Gelza Rocha -AS AÇÕES POLÊMICAS DO MEC
AS AÇÕES POLÊMICAS DO MEC
Por Gelza Rocha

Por Gelza Rocha

Não bastasse a polêmica gerada pelo Kit contra a homofobia encaminhado pelo MEC para os estabelecimentos de ensino da rede pública, esse Ministério aprova mais outra novidade, cujo teor já é objeto de discussões calorosas: um livro didático que ensina português errado! Uma frase falada e escrita assim: “os livro pode ser comprado...” não estaria incorreta, mas “inadequada”, conforme defendem as autoras da obra.
Este fato fez-me lembrar do meu pai, um homem inteligentíssimo, não obstante quase analfabeto (por circunstâncias que não cabem explicar aqui), cujo maior objetivo de vida foi educar até o nível mais superior do ensino, os seus 12 filhos, não medindo esforços ou sacrifícios para tal. Graças a Deus foi vitorioso em seu desejo. Sentia muito orgulho de nos ouvir falar corretamente e gostava de repetir: “é muito bonito a pessoa saber falar sem errar as palavras!” Nota dez para seu Severino Alves da Roch
O MEC aprovar um livro que ensina a escrever, ler e falar errado? Não é um pouco demais para suportar calado? Da minha parte, não calarei!
Tenho o maior respeito e admiração pela trajetória de vida do ex - presidente Lula, em quem sempre votei, mas fico a refletir se não procede a análise de alguns colegas que vêem na infeliz idéia das autoras e no aval do Ministério da Educação, provavelmente, uma forma de generalizar a aceitação do português incorreto falado pelo Lula (felizmente, já bem melhorado), principalmente no que diz respeito ao uso do plural, como algo exemplar... É de se pensar!
Coincidentemente, (ou não?) as frases que ilustram o tal livro didático (!) nos remetem imediatamente à fala do ex-presidente, a exemplo de “os nosso Ministro precisa de trabalhar...”
Ou estaria o Ministro Hadad tentando reinventar o ensino da língua portuguesa, aliás o desensino (permitam-me criar este vocábulo, pois se não estiver correto, estará, indubitavelmente, “adequado”, bem ao gosto do que pregam as insignes mestras).

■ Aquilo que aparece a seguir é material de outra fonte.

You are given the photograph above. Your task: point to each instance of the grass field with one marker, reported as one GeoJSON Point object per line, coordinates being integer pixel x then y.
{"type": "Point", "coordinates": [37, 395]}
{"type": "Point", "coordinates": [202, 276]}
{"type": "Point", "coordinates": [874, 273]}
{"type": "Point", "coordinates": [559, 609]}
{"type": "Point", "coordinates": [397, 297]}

Diante desta nova “gramática da língua portuguesa”, chego a sentir remorso pelas correções (ou “pela correções”, pelas correção?) que fiz em centenas de provas de geografia dos alunos submetidos ao Vestibular! Alguns até reprovados! Coitados! Injustiçados tão somente por terem elaborado frases “inadequadas”! Dentre muitas que registrei, exponho uma das respostas de um vestibulando, para explicar a seca do Nordeste: “As seca do meu nordeste é tanta quentura até chega a secá as roupa qui minha mãe esponhe nos arame da cerca e fica dibaixo do sol inscaldante...” Hoje, seria aprovado pelo MEC?
Não! O Ministério da Educação e Cultura tratou de esclarecer que para as provas do ENEM (e Vestibular) continuam valendo as regras do Português correto, acadêmico, formal... Uma incoerência do tamanho do besteirol efetuado!
Não há justificativa para se tratar tão irresponsavelmente o ensino do idioma português. Escrever e falar errado faz parte do universo de milhares de brasileiros que foram e ainda são deixados de fora do recinto escolar, não por querer próprio, mas por ausência de planos do Governo que priorizem a educação, razão pela qual os deixa à margem do mercado de trabalho, sobrevivendo, honestamente, a custo de tremendos sacrifícios pessoais ou transformando-se em presa fácil às atividades ilícitas.
Alcançar o degrau mais elevado do Poder Executivo de uma Nação, com quase nenhum estudo, é uma façanha digna de reconhecimento e admiração, mas não deve balizar o caminho a ser percorrido por nossos jovens estudantes... Afinal, um fenômeno Lula não acontece todo dia!
Algumas pessoas mais radicais apostam na existência de uma conspiração contra a educação e a cultura do país, haja vista a recente escolha do Excelentíssimo Deputado Tirica como membro da Comissão de Educação e Cultura da Câmara Federal, e agora essa formidável medida do MEC promovendo e financiando o ensino de um português errado...
Exageros à parte, convenhamos que o fato inusitado, aprovado por um setor que deve primar pela boa qualidade do ensino pode gerar todo tipo de conjecturas. Mesmo a de que o tal compêndio teria sido adotado com o objetivo de desonerar os cofres do MEC com salários elevados(!) aos professores detentores de diploma de Pós-Graduação...Afinal, para ensinar (ou desensinar) errado será uma perda de tempo e de dinheiro o professor realizar cursos de aprimoramento do seu saber...
Educação é coisa séria. Aprender corretamente a língua portuguesa, também.
Zero para as autoras e Zero e meio para o MEC.